As always, I wish you health and safety during this difficult time.

15 Days, Limits Of Group Size – It Is All About Perspective

This meme came across my feed today.  It could not be more appropriate.  Honestly, I had been hoping to follow up my 30th Anniversary post with stories of the adventures of my next ten and twenty years.  Instead, my last several posts have all been geared to help everyone understand the big picture, and why it needs to matter to everyone.

This afternoon, President Trump announced an extreme measure meant to help contain the spread of the Corona virus.  The result from this press conference is simply, politics needs to be thrown out the window dealing with this crisis.  If you were anti-Trump, you heard a press conference that appears to have nearly everyone on the same page, hopefully giving confidence that were will progress forward.  If you are pro-Trump, you should stop hearing (at least for the time being) attacks on the efforts, but rather, from the President himself, this is serious, and it is not going away any time soon.  Both sides should now be on the same page, going for the same goal.  Slow the progression, buy the time needed so that the medical system does not get overwhelmed.  More importantly, casualties kept to a minimum.

One of the hardest things for most people to accept, is being told their life needs to be put on hold, at least temporarily.  No secret, I am a cancer survivor, and I think I can speak for anyone who has ever had to deal with a serious health issue, when I say, “hold my beer.”

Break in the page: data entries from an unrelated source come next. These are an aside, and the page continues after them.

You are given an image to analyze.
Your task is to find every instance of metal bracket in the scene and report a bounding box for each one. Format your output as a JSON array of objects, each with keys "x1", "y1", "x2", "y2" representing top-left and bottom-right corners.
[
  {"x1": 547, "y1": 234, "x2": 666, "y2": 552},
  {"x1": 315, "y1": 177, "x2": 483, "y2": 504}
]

15 days.  We, as a country, are being asked to limit our interactions to groups less than ten people.  In some places, businesses are either being recommended or required to close to assist with this effort.  Chances are, if you are a healthy individual, the news of being told to restrict your social activity probably resulted in the same result that a teenager would give being told they could not go to the movies or mall with their friends under normal circumstances.  Que the eye roll and thunder as the pupils hit the back of the head, and the screams of exasperation at the perceived “end of days”.

I just heard a great analogy, that pushing to find out how much longer we are going to have to deal with this, is like asking a fireman how soon we will be able to move back into the house, as they are still putting out fire.

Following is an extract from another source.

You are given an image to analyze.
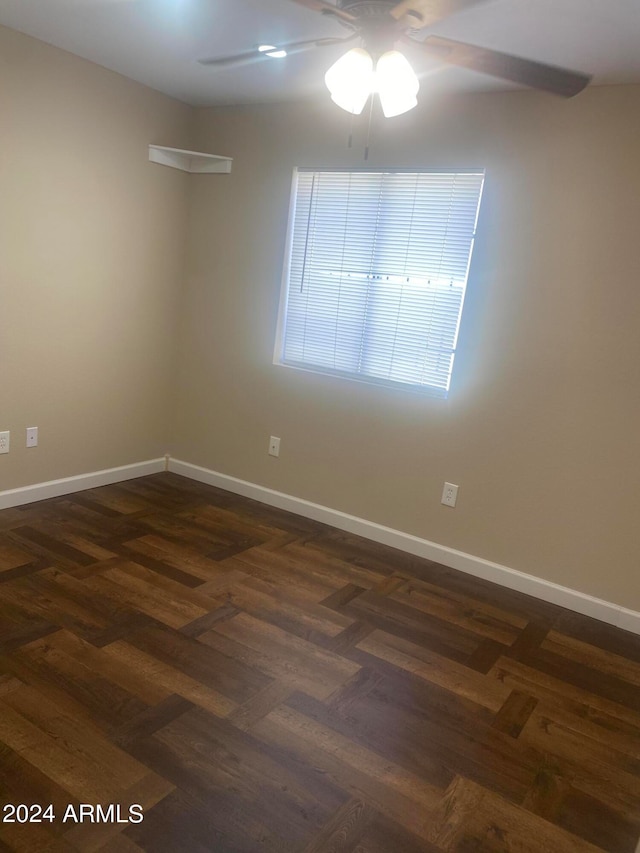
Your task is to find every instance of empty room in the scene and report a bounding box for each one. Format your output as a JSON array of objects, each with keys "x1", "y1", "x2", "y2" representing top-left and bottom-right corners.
[{"x1": 0, "y1": 0, "x2": 640, "y2": 853}]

Perspective.  Also known as “keepin’ it real.”

My chemotherapy lasted 8 months, 240 days.  No hair.  Sick as shit.  Fatigued to no end.  No one wanting to hang out with someone looking like a freak.

My radiation therapy went 30 days.  My skin burning worse than any sunburn imaginable, resulting in a peeling that you could only imagine being equaled by a Hollywood makeup artist.

Recovery from open heart surgery, six months, 180 days.  With one full week in the hospital, 2 days in the ICU, I lost all my strength.  I needed the full six months to heal properly, before being able to return to work.

Enough with the sick stuff.  Are you reading this and old enough to remember the events of September 11, 2001?  Have your forgotten all of the changes that were immediately implemented, leaving us no choice to accept the way things were, many of which still exist today, some methods even stronger?

Do you think only bad things in our lives can make us appreciate perspective?  Nope.  I know it is a bad example, but how many have gone on a two week cruise?  Spring Break?  Family vacations?  The truth is, we have no problem with a “social distancing” when we are able to make that decision ourselves.  Because that is a good thing.  But you know what else is a good thing?  Keeping your health.

President Trump has made it very clear today.  We need to do this, limit our social activity for fifteen days.  It is not like we cannot do it, because we can.  But just as I lost control of my life to fight cancer, and the many late health issues have come up, of the events of September 11, 2001, this situation is no different.  I cannot control the outcome of the spread.  But I can deal with how it affects my personal life, which as a collective, will help everyone.

I have gone through this many times.  So can you.